Common symptoms of hay fever include:

  • Sneezing
  • Coughing
  • Running nose
  • Blocked nose
  • Red eyes
  • Itchy eyes
  • Itching in throat, mouth, nose and ears
  • Loss of smell
  • Pain around temples and forehead
  • Headache
  • Earache
  • Tired feeling
  • Tightness in chest (asthma patients)
  • Shortness of breath
  • Wheezing

Hay fever usually lasts for weeks or months, unlike a cold, which goes away after a few days.

What are the Causes of Hay Fever or Allergic Rhinitis?


Irritants or allergens (substances that cause an allergic response) are the main causes of allergic rhinitis. The cells in our body react to these irritants or allergens by releasing histamine and other chemicals against them. Rhinitis is often a temporary condition and clears up on its own after a few days in most of the people. However, in some people especially those with allergies, rhinitis can be a chronic problem and may last for weeks to months due to allergen exposure.

Risk Factors

Allergies can affect anyone but some people having a family history of allergies are more likely to develop allergic rhinitis. Besides, asthma or eczema can also increase the risk of allergic rhinitis in some people. There are many external factors which can trigger or worsen this condition, including:

•Smoking

•Exposure to chemicals

•Extremely cold temperatures

•Humidity

•Wind

•Air pollution

•Hairspray

•Perfumes

•Colognes

•Wood smoke

•Fumes

How is Hay Fever or Allergic Rhinitis Diagnosed?
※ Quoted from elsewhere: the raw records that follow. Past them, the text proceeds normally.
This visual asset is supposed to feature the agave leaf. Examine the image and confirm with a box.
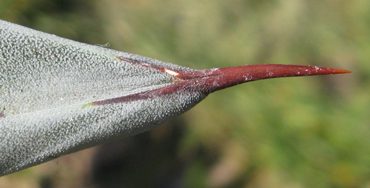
[0,19,350,176]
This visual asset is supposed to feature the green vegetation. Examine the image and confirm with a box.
[0,0,367,187]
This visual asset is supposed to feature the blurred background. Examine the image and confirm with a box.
[0,0,367,187]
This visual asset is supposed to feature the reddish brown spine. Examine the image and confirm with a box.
[93,64,350,106]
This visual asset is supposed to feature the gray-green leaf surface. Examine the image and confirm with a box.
[0,19,205,176]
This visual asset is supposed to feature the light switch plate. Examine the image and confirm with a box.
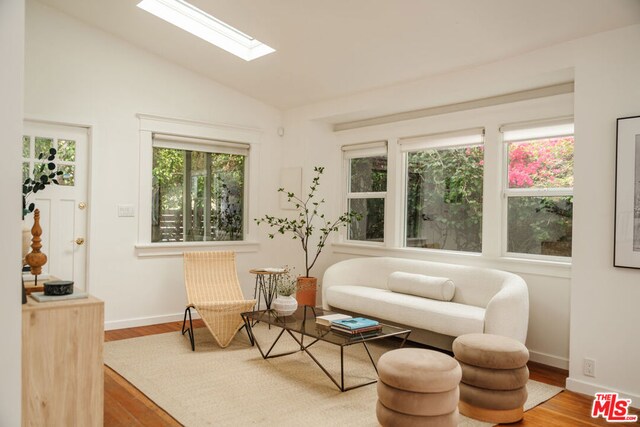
[117,204,135,217]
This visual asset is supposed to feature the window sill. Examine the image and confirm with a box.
[135,241,260,258]
[332,243,571,279]
[342,239,386,247]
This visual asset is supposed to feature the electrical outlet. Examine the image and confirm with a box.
[584,358,596,377]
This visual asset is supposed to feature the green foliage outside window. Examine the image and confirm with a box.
[152,147,244,242]
[348,156,386,242]
[507,196,573,256]
[507,137,574,256]
[402,136,573,256]
[406,146,484,252]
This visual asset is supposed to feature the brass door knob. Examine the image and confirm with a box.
[75,237,85,245]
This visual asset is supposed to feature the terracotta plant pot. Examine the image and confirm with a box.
[296,276,317,307]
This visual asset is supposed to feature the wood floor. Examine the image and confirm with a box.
[104,321,638,426]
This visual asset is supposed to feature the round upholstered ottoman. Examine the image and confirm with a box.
[376,348,461,427]
[453,334,529,424]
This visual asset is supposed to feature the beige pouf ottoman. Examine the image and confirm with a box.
[453,333,529,424]
[376,348,461,427]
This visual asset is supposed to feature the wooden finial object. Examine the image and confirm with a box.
[25,209,47,276]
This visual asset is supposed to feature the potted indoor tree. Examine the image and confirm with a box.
[255,166,360,306]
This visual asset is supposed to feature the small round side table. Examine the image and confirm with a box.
[249,269,286,311]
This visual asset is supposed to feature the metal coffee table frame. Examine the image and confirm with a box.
[241,306,411,392]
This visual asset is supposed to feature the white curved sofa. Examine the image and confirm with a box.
[322,257,528,350]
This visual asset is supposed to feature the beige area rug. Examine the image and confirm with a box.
[104,324,562,426]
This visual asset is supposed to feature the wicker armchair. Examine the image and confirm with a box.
[182,251,256,350]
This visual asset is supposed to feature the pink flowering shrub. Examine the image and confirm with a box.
[508,137,574,188]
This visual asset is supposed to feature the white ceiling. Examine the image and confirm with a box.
[37,0,640,110]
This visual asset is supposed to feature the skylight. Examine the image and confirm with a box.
[137,0,275,61]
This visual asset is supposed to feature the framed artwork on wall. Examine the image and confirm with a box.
[614,115,640,268]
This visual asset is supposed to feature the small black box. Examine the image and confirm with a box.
[43,280,74,296]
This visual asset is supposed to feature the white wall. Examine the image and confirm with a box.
[0,0,25,424]
[283,23,640,400]
[568,25,640,403]
[25,0,290,328]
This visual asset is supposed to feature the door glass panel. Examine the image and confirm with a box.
[57,139,76,162]
[35,137,53,157]
[23,136,31,158]
[23,162,30,183]
[58,165,75,186]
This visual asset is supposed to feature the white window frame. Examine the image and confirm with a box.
[152,135,248,243]
[400,127,485,253]
[500,117,574,261]
[342,141,388,245]
[135,114,261,257]
[331,92,574,278]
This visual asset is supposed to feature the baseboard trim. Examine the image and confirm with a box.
[104,311,201,331]
[566,378,640,409]
[529,350,569,370]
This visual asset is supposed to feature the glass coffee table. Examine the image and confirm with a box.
[241,306,411,392]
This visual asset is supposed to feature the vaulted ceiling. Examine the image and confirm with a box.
[37,0,640,109]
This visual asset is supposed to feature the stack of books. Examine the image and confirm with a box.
[330,317,382,337]
[315,313,352,327]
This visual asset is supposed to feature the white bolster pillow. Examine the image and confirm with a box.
[387,271,455,301]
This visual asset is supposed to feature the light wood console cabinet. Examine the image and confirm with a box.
[22,295,104,426]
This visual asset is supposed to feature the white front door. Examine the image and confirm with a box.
[23,121,89,291]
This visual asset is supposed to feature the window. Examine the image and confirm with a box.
[502,119,574,258]
[22,135,76,186]
[343,142,387,243]
[401,129,484,252]
[151,134,248,243]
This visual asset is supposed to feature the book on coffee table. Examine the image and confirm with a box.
[331,317,379,330]
[315,313,352,327]
[344,329,383,340]
[330,324,383,335]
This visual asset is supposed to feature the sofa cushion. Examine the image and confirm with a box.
[388,271,455,301]
[325,285,485,337]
Although a physical examination is enough to diagnose some kinds of minor allergies. However, a doctor may perform certain tests to find out the best treatment and prevention plan for allergic patients. For example, a skin prick test is one of the most common tests for diagnosing allergies in people. In this test, a doctor places several substances onto the patient’s skin to see how his/her body reacts to each one. Generally, a small red bump appears on the skin of the patient if he/she is allergic to any of these substances.

A blood test, or a radioallergosorbent test (RAST), is also commonly used for diagnosing various allergies. The RAST measures the amount of immunoglobulin E antibodies against particular allergens in the blood.

Treatment of Hay Fever or Allergic Rhinitis

The best treatment for allergic rhinitis is to avoid the exposure to different allergens. However some medications can also be used to help treat the allergic rhinitis. Depending on the severity and type of the symptoms, doctor may prescribe medications such as nasal sprays, pills, eye drops, syrups and even immunotherapy or allergy shots if the allergy is very severe.